NFL Draft

Draft Profile: Ohio St. WR Terry McLaurin – W. Berckenhoff

by Wyatt Berckenhoff

Terry McLaurin

6’0” 208 Ibs

2018 Stats

35 Receptions, 701 yards, Average of 20 YPR,  11 TD


Routes – As a route runner, he shows detail and intelligence. This is shown through how precise his angles and breaks are when running the route. Matched with his actual physical ability at the top of his routes makes him a smart runner.

Size and speed – Due to his NFL Combine performance, his draft stock has claimed due to incredible numbers. He ran the forty yard dash in 4.35 seconds with the NFL average being 4.48 making for an above average speed. Matched with being six feet and a vertical jump at 37.5 inches, he has good measurables to be a success in the NFL.

On Field IQ – He has the rare ability to find the open space when the QB is in trouble, which could lead to many targets. During the Senior Bowl and throughout the season he was able to destroy his one on one matchups, winning almost every single time.


Starting speed – Although Terry has above average speed overall, he can be slow at the start of the play. He seems to get off the line slow making it harder for him to get open for more receptions. With the lack of early speed the defense is able to stay in tight coverage with him.

Blocking – Despite his size he seems to be slow when getting to his blocking assignments. His willingness to block is also lacking at times, making it a point of improvement in Terry’s game.

Catching – He catches with his body instead of catching with his hands. This can create many problems with NFL defenses, especially since he struggles getting away from tight coverage. His lack of high pointing the ball limits the routes he can do. He also struggles to gain YAC (Yards after the catch) which could be vital to him seeing more time on the field.

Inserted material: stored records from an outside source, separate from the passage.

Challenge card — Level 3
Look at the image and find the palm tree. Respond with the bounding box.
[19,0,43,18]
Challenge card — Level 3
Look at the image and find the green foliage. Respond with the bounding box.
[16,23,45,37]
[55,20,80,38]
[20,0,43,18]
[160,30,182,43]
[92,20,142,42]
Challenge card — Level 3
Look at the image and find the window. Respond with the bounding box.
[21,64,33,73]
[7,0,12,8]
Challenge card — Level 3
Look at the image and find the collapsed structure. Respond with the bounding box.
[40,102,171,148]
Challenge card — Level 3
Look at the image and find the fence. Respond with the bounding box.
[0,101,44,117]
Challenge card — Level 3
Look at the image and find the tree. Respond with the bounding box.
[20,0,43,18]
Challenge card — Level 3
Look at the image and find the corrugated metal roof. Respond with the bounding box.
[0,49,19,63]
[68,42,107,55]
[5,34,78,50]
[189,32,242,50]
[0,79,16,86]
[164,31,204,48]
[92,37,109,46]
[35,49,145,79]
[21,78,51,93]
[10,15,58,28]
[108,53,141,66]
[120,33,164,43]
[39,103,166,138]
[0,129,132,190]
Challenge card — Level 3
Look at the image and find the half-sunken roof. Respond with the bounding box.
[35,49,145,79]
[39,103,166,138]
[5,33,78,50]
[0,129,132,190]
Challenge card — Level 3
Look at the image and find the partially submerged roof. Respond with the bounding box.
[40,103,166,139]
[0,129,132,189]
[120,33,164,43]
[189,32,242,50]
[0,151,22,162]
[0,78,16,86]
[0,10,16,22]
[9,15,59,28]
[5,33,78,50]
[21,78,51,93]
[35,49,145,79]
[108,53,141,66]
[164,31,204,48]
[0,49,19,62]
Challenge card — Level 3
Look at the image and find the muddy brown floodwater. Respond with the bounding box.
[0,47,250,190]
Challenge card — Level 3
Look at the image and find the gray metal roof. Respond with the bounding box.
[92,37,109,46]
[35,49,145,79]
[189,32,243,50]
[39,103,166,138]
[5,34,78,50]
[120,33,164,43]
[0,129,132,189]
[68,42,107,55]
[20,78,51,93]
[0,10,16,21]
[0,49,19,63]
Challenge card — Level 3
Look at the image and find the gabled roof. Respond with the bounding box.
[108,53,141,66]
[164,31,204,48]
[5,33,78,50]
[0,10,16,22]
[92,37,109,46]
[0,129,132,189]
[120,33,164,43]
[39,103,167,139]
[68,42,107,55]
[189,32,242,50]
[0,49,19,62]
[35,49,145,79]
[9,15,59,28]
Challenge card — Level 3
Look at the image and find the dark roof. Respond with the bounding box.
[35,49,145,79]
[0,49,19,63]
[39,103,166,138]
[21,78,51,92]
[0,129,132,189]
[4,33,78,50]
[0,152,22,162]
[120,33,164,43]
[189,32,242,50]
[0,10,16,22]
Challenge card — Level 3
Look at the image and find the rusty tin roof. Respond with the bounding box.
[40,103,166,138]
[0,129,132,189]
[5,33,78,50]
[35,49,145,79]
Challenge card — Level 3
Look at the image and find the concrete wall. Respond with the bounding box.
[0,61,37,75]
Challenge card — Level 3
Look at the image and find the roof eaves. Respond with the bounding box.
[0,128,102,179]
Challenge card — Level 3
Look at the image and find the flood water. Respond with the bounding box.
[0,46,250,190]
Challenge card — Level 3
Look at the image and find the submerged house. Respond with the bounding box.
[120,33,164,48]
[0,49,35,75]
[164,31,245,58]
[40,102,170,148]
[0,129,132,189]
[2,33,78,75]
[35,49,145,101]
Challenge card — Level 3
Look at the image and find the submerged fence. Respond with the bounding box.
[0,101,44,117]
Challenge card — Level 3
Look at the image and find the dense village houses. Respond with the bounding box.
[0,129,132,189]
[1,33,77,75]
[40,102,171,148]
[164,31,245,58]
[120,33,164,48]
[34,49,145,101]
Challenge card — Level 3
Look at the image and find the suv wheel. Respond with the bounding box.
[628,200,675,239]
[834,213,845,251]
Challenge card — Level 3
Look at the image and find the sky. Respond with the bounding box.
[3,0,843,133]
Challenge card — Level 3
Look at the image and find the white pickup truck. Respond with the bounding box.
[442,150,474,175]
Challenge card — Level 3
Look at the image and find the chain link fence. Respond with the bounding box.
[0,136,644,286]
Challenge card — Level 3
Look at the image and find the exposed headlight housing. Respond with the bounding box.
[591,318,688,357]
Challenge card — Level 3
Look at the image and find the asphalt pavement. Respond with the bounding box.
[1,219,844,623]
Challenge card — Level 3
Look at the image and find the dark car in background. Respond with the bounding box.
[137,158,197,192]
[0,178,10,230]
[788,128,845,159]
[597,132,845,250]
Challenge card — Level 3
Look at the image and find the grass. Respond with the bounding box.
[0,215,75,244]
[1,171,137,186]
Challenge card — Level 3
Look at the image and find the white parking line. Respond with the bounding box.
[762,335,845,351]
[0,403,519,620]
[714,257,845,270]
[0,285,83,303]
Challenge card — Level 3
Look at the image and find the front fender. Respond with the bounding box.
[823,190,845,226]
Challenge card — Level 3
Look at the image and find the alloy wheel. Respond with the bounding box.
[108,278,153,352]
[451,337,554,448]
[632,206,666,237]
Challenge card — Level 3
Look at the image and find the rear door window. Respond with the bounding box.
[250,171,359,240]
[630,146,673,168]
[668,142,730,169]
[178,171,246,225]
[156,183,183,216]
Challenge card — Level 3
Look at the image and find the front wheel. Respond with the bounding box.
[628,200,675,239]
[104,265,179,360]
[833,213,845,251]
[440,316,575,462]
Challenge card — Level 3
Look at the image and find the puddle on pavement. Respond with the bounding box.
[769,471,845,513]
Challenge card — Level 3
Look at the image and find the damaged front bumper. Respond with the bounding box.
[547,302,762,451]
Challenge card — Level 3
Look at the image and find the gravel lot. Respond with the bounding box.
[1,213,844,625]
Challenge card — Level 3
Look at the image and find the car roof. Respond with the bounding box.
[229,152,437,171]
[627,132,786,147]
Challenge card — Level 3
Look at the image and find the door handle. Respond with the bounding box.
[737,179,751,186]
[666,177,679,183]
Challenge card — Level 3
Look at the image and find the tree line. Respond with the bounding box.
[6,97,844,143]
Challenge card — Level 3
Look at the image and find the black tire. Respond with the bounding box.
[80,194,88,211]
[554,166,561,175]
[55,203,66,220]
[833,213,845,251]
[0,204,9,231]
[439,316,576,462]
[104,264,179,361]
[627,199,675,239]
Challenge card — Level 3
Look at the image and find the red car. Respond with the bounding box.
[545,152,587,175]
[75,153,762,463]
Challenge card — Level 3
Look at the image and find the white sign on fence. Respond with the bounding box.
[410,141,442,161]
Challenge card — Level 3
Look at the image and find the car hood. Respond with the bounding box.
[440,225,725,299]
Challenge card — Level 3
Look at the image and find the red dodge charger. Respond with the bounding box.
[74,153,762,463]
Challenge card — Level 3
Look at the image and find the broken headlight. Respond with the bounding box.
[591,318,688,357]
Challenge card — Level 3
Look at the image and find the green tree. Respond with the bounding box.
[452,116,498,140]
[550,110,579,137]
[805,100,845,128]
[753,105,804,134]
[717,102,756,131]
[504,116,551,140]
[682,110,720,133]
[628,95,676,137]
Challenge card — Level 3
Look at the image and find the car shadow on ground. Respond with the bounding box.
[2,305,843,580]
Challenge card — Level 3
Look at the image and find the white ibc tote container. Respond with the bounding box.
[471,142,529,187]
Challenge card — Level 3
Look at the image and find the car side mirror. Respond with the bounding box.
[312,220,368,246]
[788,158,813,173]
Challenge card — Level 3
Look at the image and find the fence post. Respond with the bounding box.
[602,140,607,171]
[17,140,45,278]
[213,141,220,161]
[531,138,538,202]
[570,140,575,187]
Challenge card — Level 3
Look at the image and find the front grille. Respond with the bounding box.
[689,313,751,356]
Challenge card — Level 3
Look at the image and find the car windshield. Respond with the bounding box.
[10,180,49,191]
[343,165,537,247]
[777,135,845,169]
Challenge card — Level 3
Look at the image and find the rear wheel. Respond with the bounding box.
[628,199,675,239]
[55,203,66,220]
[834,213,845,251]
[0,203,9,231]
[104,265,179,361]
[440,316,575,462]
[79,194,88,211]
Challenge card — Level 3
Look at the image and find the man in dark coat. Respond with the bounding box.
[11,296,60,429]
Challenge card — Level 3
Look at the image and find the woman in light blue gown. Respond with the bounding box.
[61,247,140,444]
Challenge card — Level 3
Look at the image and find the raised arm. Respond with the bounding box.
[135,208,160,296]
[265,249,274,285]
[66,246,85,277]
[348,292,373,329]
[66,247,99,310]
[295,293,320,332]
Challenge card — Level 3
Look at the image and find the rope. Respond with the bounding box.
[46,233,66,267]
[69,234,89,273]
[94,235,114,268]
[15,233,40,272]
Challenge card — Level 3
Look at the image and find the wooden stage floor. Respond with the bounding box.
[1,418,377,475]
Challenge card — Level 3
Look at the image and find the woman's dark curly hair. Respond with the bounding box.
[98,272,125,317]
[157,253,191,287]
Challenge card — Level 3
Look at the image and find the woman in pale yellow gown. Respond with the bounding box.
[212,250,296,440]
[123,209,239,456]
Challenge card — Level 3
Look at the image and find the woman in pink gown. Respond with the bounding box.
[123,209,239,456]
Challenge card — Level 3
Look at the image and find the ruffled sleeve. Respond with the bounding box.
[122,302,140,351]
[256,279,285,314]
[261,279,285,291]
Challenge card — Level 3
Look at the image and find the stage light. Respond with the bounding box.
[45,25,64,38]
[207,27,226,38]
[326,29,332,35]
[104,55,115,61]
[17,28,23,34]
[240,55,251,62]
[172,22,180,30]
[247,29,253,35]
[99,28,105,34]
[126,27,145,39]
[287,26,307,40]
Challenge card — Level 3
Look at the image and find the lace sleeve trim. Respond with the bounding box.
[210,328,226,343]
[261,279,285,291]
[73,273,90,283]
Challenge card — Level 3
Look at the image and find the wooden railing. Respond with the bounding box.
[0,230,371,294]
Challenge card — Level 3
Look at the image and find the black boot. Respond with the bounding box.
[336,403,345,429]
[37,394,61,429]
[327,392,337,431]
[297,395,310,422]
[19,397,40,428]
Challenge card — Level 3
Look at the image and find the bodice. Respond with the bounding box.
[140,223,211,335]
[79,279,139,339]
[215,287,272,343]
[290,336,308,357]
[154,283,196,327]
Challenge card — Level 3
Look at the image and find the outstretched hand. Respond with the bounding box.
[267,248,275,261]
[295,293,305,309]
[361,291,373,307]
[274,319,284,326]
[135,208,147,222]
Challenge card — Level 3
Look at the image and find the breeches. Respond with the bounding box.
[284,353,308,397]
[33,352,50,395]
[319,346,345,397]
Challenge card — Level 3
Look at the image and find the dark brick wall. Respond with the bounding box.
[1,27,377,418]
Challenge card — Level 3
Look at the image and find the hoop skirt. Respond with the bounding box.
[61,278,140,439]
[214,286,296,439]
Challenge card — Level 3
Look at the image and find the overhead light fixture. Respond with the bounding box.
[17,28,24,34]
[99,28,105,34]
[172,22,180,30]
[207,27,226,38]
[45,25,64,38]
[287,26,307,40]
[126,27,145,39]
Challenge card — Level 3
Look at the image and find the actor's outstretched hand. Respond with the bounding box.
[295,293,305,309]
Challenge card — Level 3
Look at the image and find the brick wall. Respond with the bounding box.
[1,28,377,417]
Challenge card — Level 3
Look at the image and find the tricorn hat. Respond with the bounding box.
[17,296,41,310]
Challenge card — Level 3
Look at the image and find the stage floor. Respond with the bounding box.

He does have a special teams ability due to good size and speed. His route running is the tool that sets him apart due to his physical nature. He seems to lean on his size to win the start of his routes rather than his speed, causing problems of tight coverage. NFL teams could be worried that his tendency to let the ball get too far into his body instead of using his hands. His lack of YAC could also be an issue. His talent will most likely make him start as a special teams player but be a backup wide receiver for his first year while he learns proper techniques.